More recently, we used a custom system with computer mice and showed that patients with stroke were able to learn, retain and generalize a complex bimanual skill after a single session of real and sham transcranial direct current stimulation (tDCS) (25). Determining whether patients with stroke could achieve bimanual MSkL (bim-MSkL) and identifying the underlying mechanisms and extent of learning are crucial for the development of efficient neurorehabilitation approaches targeting independence in (bimanual) ADL.

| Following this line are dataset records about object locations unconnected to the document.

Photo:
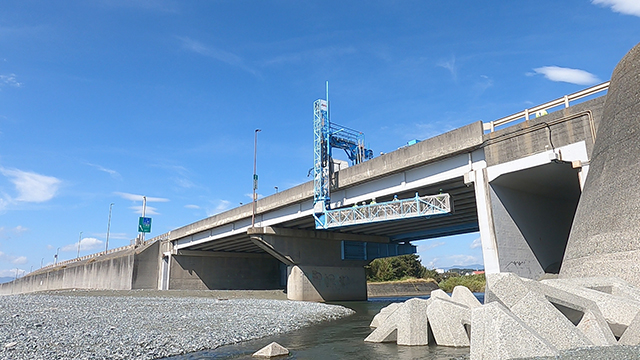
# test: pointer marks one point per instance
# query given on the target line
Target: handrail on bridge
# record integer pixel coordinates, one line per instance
(110, 251)
(491, 126)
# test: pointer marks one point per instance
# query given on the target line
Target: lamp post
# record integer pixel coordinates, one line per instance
(79, 239)
(106, 246)
(255, 176)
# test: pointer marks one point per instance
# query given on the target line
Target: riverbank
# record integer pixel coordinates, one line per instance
(145, 324)
(413, 287)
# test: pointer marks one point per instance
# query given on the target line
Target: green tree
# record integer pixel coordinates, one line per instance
(395, 268)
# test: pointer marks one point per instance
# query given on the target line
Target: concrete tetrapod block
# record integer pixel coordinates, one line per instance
(604, 236)
(447, 320)
(536, 311)
(462, 295)
(407, 325)
(272, 350)
(583, 312)
(439, 293)
(631, 336)
(384, 314)
(618, 311)
(497, 334)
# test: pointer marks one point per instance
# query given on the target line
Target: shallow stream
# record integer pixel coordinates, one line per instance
(341, 339)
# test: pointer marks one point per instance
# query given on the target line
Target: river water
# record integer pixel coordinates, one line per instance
(340, 339)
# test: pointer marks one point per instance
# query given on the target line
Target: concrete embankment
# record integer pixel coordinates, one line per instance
(144, 324)
(418, 287)
(135, 268)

To explore how patients (re)learn to coordinate their hands after a stroke, we developed a complex asymmetrical bimanual coordination task (CIRCUIT) that was implemented as a serious game in the bimanual version of the REAplan® robot (AXINESIS, Wavre, Belgium). With a common cursor controlled by coordinated movements of the ULs interacting with robotic handles, one hand exclusively controlled lateral displacements of the common cursor while the other hand exclusively controlled the sagittal displacements. It has been suggested that stroke recovery studies should include quantitative measures, such as speed, accuracy, path length metrics and smoothness of movement (Carpinella et al., 2020). By analyzing kinematic parameters and providing such real-time quantitative measures of movement, REAplan® can be used for training UL movements (26, 27). Our hypotheses were that (i) patients in the chronic phase of stroke would show improvements in a new complex bimanual coordination skill and be able to retain and generalize this skill, i.e., they would be able to achieve complex bim-MSkL; (ii) patients would show similar improvements in bim-MSkL as healthy individuals; and (iii) poorer baseline clinical scales in patients would correlate with poorer bim-MSkL indices.